From October 2023 to January 2024 I was involuntarily detained for three months after an acute attack of weaponised tinnitus so violent that it produced flashing black spots in my vision and propelled me, half-blind with panic, to the nearest emergency room. I agreed to a “weekend observation” on the psychiatric ward, naïvely believing that any competent physician would recognise the neurological red flags and order proper testing. Instead the door locked behind me, and I was held under successive crisismaatregelen and a zorgmachtiging while the hospital leap-frogged every differential diagnosis and went straight to “psychotic disorder” and 800 mg amisulpride daily. No brain MRI with contrast, no EEG, no lumbar puncture, no heavy-metal screen, no neuro-ophthalmological exam—none of the basic workup that sudden-onset explosive tinnitus with visual loss demands in 2024 medicine—was ever performed.

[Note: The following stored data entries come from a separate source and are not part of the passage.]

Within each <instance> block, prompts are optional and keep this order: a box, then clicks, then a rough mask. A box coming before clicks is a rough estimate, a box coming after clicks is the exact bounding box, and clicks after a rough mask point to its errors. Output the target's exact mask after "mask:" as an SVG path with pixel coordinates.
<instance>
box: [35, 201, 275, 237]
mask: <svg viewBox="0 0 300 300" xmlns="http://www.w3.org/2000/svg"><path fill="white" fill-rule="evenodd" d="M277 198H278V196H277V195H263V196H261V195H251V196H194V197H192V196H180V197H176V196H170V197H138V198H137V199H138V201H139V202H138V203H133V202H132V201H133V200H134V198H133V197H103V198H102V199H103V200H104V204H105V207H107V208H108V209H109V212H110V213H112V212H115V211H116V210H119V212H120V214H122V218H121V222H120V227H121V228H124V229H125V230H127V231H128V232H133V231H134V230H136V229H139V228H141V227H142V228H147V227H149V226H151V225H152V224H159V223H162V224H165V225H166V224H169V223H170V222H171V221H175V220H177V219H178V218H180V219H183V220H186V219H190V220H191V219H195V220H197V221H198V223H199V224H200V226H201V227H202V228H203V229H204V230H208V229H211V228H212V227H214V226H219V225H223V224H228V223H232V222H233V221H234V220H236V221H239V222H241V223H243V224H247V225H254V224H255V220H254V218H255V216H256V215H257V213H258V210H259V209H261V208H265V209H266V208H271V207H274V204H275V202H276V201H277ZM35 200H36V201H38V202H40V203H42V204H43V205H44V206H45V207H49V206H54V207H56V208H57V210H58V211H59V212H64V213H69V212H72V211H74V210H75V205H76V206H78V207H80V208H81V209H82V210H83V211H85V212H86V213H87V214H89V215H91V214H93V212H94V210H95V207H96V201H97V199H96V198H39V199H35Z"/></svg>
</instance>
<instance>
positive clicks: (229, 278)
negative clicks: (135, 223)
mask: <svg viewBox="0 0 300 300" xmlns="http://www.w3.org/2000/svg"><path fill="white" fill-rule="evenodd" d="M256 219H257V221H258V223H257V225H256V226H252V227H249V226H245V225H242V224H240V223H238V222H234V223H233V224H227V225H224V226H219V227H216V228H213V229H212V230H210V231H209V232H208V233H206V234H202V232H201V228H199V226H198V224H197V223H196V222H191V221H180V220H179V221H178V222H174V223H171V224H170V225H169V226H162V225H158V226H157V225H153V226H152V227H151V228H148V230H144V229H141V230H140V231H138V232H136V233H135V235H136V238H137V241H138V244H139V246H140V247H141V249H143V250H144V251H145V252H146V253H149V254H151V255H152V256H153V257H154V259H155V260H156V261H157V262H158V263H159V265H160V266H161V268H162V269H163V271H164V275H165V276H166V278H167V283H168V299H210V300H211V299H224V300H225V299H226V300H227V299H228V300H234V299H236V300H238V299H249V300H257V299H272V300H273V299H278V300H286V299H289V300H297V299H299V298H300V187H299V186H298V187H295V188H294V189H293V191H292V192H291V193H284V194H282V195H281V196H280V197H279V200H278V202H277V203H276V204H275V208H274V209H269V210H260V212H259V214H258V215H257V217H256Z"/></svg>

The medical record is riddled with omissions and contradictions that render the detention legally indefensible. The presenting complaint—directional tinnitus severe enough to cause transient scotomas—was repeatedly noted yet never quantified or investigated, despite matching the exact signature of Anomalous Health Incidents described in the Havana Syndrome literature since 2018. The psychiatrists documented a “normofreen denkpatroon” (normal thought form) and a “fully systematised, coherent, non-bizarre delusional system” that they openly admitted was impossible to test or falsify within the hospital. Meanwhile I was granted repeated unescorted leave for hours or entire days, during which I independently travelled by train, collected my best friend’s young children from daycare, cared for them unsupervised, and returned on time without incident—an objective demonstration of intact executive function that directly contradicts any claim of imminent danger under article 3:4 Wvggz. The public prosecutor compounded the violation by forwarding the zorgmachtiging request to the court weeks late, making my continued detention unlawful from approximately day ten onward under both Dutch law and Article 5 ECHR.

Two years later a leading Dutch neuropsychiatrist reviewed the full dossier and explicitly affirmed that my account is factually consistent and shows no evidence of delusion. The symptom cluster I presented—sudden directional tinnitus, head pressure, whole-body pulsations, cognitive fog, memory impairment, and visual disturbances—maps almost perfectly onto the peer-reviewed AHI criteria, yet the psychiatric system in 2023–2024 responded only with forced antipsychotics and prolonged incarceration. Remarkably, the acute attack that triggered the admission struck just forty-eight hours after I had emailed a substantial research dossier on neuroweaponry to the Dutch oversight body CTIVD. I was not delusional; I was silenced. The hospital ignored an internationally recognised injury pattern, fabricated legal grounds for detention, and participated—whether wittingly or as cover, or unwittingly as useful idiots—in the very suppression my persecutors had threatened from the start.